Takeaway: LMT's $4.4B cash acquisition of AJRD mimics NOC's 2018 purchase of Orbital ATK and should produce similar cost/pricing advantages.

On Sunday, Lockheed Martin (LMT) ($356.03) announced the acquisition of Aerojet Rocketdyne (AJRD) ($42.04) in an all cash deal worth $4.4B at a net share price of $51. The deal should close in late 2021.

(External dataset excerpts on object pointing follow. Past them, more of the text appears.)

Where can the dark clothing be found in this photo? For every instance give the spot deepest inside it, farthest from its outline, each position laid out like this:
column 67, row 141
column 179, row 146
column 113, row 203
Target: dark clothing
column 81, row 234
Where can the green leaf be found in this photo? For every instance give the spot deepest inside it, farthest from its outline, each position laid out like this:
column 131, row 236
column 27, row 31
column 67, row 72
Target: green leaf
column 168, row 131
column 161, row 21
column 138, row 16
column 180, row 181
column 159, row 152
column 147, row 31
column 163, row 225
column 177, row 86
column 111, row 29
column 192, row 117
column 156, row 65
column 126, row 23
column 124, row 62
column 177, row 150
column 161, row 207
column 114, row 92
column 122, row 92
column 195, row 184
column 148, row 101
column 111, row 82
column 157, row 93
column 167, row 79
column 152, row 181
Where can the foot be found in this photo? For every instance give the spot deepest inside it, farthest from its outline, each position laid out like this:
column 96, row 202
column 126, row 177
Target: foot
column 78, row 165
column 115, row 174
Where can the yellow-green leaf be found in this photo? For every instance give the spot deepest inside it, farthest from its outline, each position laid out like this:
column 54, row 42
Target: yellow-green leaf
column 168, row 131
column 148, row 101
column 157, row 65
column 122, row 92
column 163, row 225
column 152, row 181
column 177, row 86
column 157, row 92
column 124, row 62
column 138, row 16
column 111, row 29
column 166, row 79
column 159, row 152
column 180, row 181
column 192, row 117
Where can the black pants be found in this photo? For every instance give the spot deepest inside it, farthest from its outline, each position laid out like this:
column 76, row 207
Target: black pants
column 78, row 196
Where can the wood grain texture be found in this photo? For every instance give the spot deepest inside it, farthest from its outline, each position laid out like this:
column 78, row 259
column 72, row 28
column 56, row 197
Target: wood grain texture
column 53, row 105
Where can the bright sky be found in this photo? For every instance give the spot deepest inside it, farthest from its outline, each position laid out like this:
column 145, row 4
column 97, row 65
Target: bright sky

The deal is the first large move by Lockheed CEO James Taiclet since taking over this past summer and seems to validate predictions of the company entering a period of expansion and diversification. 

Aerojet Rocketdyne

  • Aerojet and Rocketdyne have been premier American rocket and missile engine manufacturers for decades, providing the engines for the Apollo spacecraft, the Saturn V moon rocket and the Space Shuttle.  The Saturn V F-1 engine still remains the largest single-chamber liquid-fueled rocket engine ever made.   
  • AJRD's current space programs include the National Security Space Launch program (formerly EELV), NASA's Space Launch System essential to getting back to the moon and on to Mars, Boeing's (BA) CST-100 Starliner (Space X competitor) and electrical and chemical propulsion systems for a multitude of satellites. 
  • AJRD's current defense programs include components on LMT's THAAD missile defense system, the Navy's Standard Missile, Northrop's Ground Based Strategic Deterrent (ICBM replacement), Raytheon's Tomahawk missile and Lockheed's hypersonic missile (ARRW = Air Launched Rapid Response Weapon). 
  • 96% of AJRD's $2B net sales in 2020 are directly or indirectly to the US Government. Lockheed is AJRD's largest customer with a 34% share of net sales, followed by NASA at 22% and Raytheon (RTX) at 16%. 
  • As of 30 September, AJRD's net income for 2020 is running at 6.7% of $1.5B in net sales with free cash flow of $108M, compared to $80M for the same period in 2019.

Assessment  

  • Lockheed's move looks a lot like Northrop Grumman's (NOC) acquisition of Orbital ATK in 2018.  At the time of that purchase Orbital ATK had a solid tradition in the building of spacecraft, rocket engines and solid fuel boosters and was essentially the only traditional alternative to AJRD.  Orbital was about 2.5X in revenues compared to AJRD today.  The approval of the merger by the FTC required that NOC install a firewall with the solid booster business during the Ground-Based Strategic Deterrent (ICBM replacement) competition so that Boeing could access Orbital as a supplier. Nevertheless, Boeing saw its position as untenable and withdrew from the competition leaving NOC as the sole bidder for the $80B program. 
  • If approved, the acquisition will greatly improve Lockheed's vertical integration in space and missile systems.  Lockheed has the dominant position within DoD in the race to develop hypersonic weapons as well as in the long range air and ground weapons programs essential to any conflict with China.  Raytheon is its main competitor in these tactical and operational missiles whether from aircraft, ships or the ground.  We agree with Boeing's assertion that owning one of the main suppliers in a very narrow sector is a huge advantage over outsiders and provides advantages, e.g., integration, to other sectors within the company.  Lockheed would reap this benefit over Raytheon.
  • The approval process for this acquisition will provide one of the first insights into the Biden Administration's policy on consolidation within the defense/aerospace industry.  There is no question that DoD will continue to want to maintain the ability to compete the cost-driving and essential components of its future weapons. Lockheed will undoubtedly argue that bringing AJRD into its large family will in fact improve its ability to compete with Northrop, Blue Origin and Space X.